NOUVELLES
23/10/2012 10:00 EDT | Actualisé 23/12/2012 05:12 EST

USS Cole: l'accusé refuse de se rendre à l'audience à Guantanamo

Le principal suspect de l'attentat contre le navire USS Cole a refusé de se rendre au tribunal militaire de Guantanamo mardi matin où il devait comparaître à une audience préliminaire "pour protester contre les chaînes" qu'il devait selon lui porter.

Le Saoudien Abd-al-Rahim Nachiri "a refusé de venir aujourd'hui pour protester contre l'utilisation des chaînes", a déclaré au tribunal une femme officier de la prison de Guantanamo où il est incarcéré.

Après avoir consulté le prisonnier vers 06H30 (10H30 GMT) mardi, cette militaire, qui a gardé l'anonymat, a indiqué que l'accusé avait inscrit cette phrase en arabe sur un document déclinant "son droit à être présent", selon la retransmission en léger différé des débats sur la base militaire de Fort Meade (Maryland, est).

Interrogée par le procureur Tony Mattivi, la militaire a précisé qu'à Guantanamo, on "n'utilise pas de chaînes ventrales pour le transport au tribunal".

Le défenseur Stephen Reese a souligné que M. Nachiri "allait être enchaîné pour être conduit au tribunal; il voulait venir mais il a refusé" pour cette raison.

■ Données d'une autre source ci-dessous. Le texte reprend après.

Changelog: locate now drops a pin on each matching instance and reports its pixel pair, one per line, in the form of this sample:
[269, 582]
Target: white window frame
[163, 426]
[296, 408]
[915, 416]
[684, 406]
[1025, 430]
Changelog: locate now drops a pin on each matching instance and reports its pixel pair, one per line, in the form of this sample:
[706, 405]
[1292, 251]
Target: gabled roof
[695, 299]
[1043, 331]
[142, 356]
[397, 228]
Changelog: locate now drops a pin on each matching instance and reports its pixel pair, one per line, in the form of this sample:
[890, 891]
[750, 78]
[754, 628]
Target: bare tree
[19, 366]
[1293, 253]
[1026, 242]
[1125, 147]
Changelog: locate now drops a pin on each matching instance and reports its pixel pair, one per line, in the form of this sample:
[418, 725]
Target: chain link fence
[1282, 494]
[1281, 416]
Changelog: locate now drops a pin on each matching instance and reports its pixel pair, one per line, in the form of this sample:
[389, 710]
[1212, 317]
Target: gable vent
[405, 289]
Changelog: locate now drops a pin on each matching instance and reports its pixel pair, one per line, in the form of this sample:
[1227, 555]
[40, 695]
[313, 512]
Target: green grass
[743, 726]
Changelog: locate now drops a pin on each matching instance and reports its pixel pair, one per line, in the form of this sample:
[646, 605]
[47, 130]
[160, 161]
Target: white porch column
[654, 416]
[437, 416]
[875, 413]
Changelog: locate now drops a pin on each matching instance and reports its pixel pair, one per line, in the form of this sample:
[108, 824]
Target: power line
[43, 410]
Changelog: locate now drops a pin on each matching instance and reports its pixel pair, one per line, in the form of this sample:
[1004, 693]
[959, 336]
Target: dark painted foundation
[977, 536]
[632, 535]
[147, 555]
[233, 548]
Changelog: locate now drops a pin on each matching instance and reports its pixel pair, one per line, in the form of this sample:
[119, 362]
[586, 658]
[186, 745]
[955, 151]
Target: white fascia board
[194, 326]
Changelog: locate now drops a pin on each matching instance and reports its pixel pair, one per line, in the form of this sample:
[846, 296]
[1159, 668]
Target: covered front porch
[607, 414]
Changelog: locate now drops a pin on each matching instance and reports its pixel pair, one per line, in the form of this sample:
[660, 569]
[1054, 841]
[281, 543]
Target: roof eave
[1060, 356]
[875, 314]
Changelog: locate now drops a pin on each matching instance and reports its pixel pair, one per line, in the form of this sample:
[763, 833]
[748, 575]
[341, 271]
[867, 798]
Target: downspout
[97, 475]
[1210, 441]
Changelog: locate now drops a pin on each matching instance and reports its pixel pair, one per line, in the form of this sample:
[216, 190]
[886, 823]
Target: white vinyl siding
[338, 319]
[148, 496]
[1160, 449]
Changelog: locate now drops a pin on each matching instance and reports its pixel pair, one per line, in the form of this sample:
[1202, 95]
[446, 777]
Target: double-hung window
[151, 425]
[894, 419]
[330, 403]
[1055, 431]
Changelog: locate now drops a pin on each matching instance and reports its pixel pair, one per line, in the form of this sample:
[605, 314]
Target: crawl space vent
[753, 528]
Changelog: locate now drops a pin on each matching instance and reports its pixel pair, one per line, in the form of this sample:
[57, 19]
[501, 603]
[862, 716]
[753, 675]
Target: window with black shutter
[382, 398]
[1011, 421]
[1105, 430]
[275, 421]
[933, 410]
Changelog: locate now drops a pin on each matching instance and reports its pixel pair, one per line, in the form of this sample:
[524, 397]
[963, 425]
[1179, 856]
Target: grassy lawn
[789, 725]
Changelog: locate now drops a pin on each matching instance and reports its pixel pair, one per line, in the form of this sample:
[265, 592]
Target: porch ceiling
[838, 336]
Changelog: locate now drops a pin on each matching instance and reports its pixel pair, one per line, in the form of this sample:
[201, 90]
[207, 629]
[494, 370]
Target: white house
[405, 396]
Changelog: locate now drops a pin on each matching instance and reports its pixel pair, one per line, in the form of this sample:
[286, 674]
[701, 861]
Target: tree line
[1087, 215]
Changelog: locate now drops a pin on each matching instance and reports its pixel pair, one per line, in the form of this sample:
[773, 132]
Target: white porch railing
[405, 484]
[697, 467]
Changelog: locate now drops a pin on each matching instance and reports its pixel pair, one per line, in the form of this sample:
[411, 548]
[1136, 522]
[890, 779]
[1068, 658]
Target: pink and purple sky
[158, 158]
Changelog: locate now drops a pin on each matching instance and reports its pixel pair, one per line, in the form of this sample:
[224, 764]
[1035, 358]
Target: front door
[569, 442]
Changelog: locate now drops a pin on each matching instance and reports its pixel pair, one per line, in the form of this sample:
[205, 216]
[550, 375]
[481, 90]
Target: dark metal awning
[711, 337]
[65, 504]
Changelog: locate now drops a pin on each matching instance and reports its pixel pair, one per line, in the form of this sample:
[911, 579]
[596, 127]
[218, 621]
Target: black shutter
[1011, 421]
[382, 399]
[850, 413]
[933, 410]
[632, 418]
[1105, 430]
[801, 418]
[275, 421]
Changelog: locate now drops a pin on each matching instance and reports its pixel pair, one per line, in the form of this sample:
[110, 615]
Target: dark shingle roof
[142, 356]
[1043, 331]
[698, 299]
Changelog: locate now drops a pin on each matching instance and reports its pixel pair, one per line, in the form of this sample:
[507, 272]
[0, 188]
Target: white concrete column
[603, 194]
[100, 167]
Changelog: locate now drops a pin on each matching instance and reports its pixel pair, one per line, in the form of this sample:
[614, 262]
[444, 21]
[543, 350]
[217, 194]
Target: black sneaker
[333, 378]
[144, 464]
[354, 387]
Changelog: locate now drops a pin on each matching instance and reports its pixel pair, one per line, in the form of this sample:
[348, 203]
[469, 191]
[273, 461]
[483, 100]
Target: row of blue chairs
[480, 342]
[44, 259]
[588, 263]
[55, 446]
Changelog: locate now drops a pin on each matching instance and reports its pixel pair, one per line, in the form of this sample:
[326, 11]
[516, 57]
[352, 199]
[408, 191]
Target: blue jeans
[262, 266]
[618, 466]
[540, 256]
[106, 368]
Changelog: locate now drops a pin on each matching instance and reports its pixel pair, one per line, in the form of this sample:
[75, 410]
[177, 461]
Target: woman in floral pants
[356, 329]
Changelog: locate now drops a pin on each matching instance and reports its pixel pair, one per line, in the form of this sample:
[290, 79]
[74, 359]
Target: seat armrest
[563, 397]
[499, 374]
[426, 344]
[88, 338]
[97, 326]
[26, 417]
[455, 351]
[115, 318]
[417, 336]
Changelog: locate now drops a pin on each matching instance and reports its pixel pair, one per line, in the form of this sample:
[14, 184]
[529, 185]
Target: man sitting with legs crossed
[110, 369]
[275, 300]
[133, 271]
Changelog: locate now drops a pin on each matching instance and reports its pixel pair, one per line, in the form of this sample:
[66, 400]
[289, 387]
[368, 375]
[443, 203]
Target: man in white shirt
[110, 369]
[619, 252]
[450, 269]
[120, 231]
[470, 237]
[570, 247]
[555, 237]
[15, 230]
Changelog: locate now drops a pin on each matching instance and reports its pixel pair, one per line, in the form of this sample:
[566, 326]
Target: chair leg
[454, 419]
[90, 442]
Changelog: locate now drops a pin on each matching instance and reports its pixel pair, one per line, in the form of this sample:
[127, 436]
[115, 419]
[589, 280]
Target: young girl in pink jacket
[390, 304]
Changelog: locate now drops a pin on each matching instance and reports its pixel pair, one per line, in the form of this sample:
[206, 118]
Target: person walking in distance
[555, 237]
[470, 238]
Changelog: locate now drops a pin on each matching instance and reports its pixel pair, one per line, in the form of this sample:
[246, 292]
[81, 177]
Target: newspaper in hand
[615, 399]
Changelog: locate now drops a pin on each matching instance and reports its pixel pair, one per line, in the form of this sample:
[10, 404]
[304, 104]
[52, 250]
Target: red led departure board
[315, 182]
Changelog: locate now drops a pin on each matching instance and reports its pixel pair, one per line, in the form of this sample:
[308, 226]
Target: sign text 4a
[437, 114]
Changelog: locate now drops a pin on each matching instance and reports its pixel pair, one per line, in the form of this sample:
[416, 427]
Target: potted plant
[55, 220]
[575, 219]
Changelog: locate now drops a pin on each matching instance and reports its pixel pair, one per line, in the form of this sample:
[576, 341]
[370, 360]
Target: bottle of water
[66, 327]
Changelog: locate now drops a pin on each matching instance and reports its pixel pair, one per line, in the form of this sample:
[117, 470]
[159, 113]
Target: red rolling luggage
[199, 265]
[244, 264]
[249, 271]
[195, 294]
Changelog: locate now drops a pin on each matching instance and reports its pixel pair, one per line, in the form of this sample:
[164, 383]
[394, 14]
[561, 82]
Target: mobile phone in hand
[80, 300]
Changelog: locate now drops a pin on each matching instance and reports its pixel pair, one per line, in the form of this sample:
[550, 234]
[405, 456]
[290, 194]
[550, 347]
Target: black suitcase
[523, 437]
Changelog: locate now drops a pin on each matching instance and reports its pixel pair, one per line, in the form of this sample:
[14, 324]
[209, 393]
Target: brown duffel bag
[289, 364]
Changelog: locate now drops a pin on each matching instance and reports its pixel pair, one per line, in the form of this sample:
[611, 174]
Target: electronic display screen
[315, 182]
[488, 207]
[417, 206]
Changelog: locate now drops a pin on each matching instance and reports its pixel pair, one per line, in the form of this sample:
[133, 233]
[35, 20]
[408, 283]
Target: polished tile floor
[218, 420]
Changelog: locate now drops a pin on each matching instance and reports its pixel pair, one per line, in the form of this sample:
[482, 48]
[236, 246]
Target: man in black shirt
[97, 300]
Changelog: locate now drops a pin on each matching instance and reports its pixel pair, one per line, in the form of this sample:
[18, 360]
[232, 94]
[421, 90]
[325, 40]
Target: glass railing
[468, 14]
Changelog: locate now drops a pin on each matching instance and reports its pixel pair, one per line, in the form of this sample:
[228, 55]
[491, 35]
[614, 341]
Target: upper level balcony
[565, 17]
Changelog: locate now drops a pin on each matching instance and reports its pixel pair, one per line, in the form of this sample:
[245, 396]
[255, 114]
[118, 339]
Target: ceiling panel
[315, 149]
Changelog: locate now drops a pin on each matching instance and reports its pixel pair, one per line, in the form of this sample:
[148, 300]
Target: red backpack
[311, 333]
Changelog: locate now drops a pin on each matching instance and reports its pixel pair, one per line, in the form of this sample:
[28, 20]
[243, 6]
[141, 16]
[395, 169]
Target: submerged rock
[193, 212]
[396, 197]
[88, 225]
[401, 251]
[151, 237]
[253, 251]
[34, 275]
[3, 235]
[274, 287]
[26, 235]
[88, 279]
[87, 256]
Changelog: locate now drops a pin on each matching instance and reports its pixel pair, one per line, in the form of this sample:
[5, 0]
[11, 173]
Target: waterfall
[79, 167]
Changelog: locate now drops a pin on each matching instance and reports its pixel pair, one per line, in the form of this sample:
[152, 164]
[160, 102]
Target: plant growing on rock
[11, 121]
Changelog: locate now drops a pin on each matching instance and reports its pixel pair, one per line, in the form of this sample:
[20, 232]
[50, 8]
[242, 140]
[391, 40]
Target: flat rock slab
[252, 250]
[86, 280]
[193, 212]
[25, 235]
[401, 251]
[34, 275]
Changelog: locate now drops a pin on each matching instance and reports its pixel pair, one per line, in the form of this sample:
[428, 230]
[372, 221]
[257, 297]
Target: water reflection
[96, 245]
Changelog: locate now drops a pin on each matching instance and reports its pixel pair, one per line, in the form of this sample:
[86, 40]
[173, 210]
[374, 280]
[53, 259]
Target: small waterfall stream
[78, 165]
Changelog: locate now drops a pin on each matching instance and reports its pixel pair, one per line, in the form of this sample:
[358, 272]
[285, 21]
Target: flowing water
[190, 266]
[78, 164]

Après que le juge militaire James Pohl eut noté que l'accusé avait "volontairement et en connaissance de cause renoncé à son droit à être présent", le procureur en chef Mark Martins a noté que dans le code des tribunaux militaires il n'y avait "nulle part mention de son droit à être absent".

La semaine dernière devant ce même tribunal, les cinq accusés des attentats du 11-Septembre ont été autorisés par le juge à se soustraire à l'audience, ce qu'ils ont fait à plusieurs reprises.

Considéré comme un proche d'Oussama ben Laden, M. Nachiri, 47 ans, est poursuivi pour l'attentat contre le navire américain USS Cole en 2000 au Yémen, qui avait fait 17 morts, et contre le pétrolier français MV Limburg qui avait fait un mort en 2002 à Aden.

Comme les accusés du 11 septembre 2001, M. Nachiri aurait subi des mauvais traitements assimilés à de la torture dans une prison secrète de la CIA en Pologne, ce qu'avait admis le directeur de la CIA d'alors, Michael Hayden.